Herrera explained that using data tools tied to funding can be problematic. If the funding dries up, you’re left without access or scrambling to find alternative funding sources. Owning the data and directing how it should be collected and used can be a game-changer for leaders on the ground. 

“The best solutions come from the community,” said Dr. Wanda Boone, founder and CEO of Together for Resilient Youth (TRY), explaining that they are hungry for data science solutions that leverage existing experience and relationships. “Way before COVID was an issue, we were doing community health work without using that title. Each of us has community members who are equipped to translate information, and community members speak to these community influencers and thereby become ambassadors of health.”

The team agrees that a foundation of trust is essential. Trust-building is time-consuming, but it’s the only way to get accurate information about the challenges, risks, and opportunities for health equity in communities. Without trust, the same mistakes will keep happening in making assumptions about what people need and how best to deliver care.

For other organizations or states looking to embark on similar work, that’s a key piece of advice, says Dr. Boone, and one that funders and boards of directors should keep in mind as they look for results.
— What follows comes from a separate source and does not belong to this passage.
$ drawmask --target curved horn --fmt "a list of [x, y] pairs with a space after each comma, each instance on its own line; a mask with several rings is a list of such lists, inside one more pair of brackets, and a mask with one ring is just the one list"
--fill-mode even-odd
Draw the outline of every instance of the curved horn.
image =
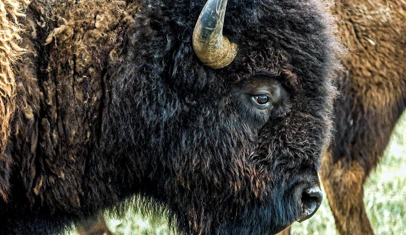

“For me, it starts with cultural humility or humility, period. What is the background of the work you’re doing and if you’re working with underserved populations, what is your capacity to listen to what the community is saying and respect what the community is saying?” she said.

The Takeaway

Mary Gray, the senior principal researcher for Microsoft Research, says Project Resolve has reinforced the importance of community-led design and building trust before offering solutions, however well-intended. It has been an eye-opening experience for her and she hopes it will be a humbling one for her colleagues in tech. 

She recalls one point of tension between the CBO leaders on the ground and the engineering team building the tool. Community health workers spend their time in the field, meeting people where they are and making house calls to remove barriers to care access. They wanted the ability to print records or service forms, and the engineers backing up the tool couldn’t understand why the print function was a priority. 

“I am just still so surprised by how hard it is to have engineering yield and listen to what people might need. There’s no muscle in tech for doing this work,” Gray said. “People in communities already have solutions for what they’re doing, and I’m constantly surprised at how hard it is for engineering to start from the solutions people already have in their lives.”

Those moments of friction will continue, but the Healthy Community Hub and Project Resolve teams are committed to working through them. In the near term, they want to increase the number of users and increase the amount of time users are spending with the tool. They want to add new functionality, like a calendar feature and other elements that community health workers say they would find useful. Improving data security is an ongoing priority. For health workers on the ground, though, having those materials handy when they’re on the road and in communities helps make their work easier and their recommended interventions more effective.

In the long term, the team believes they have a product that makes a difference. A product that Stephanie Swepson Twitty, CEO of Eagle Market Streets Development Corporation, believes has the power to improve health equity and strengthen CBOs around the country and globally. 

“All of us are in significant need of data to inform our work,” she said. “I’m looking at a business model that can be replicated across the state, across the nation, whereby community tech teams come together and are able to respond to data needs of the community.”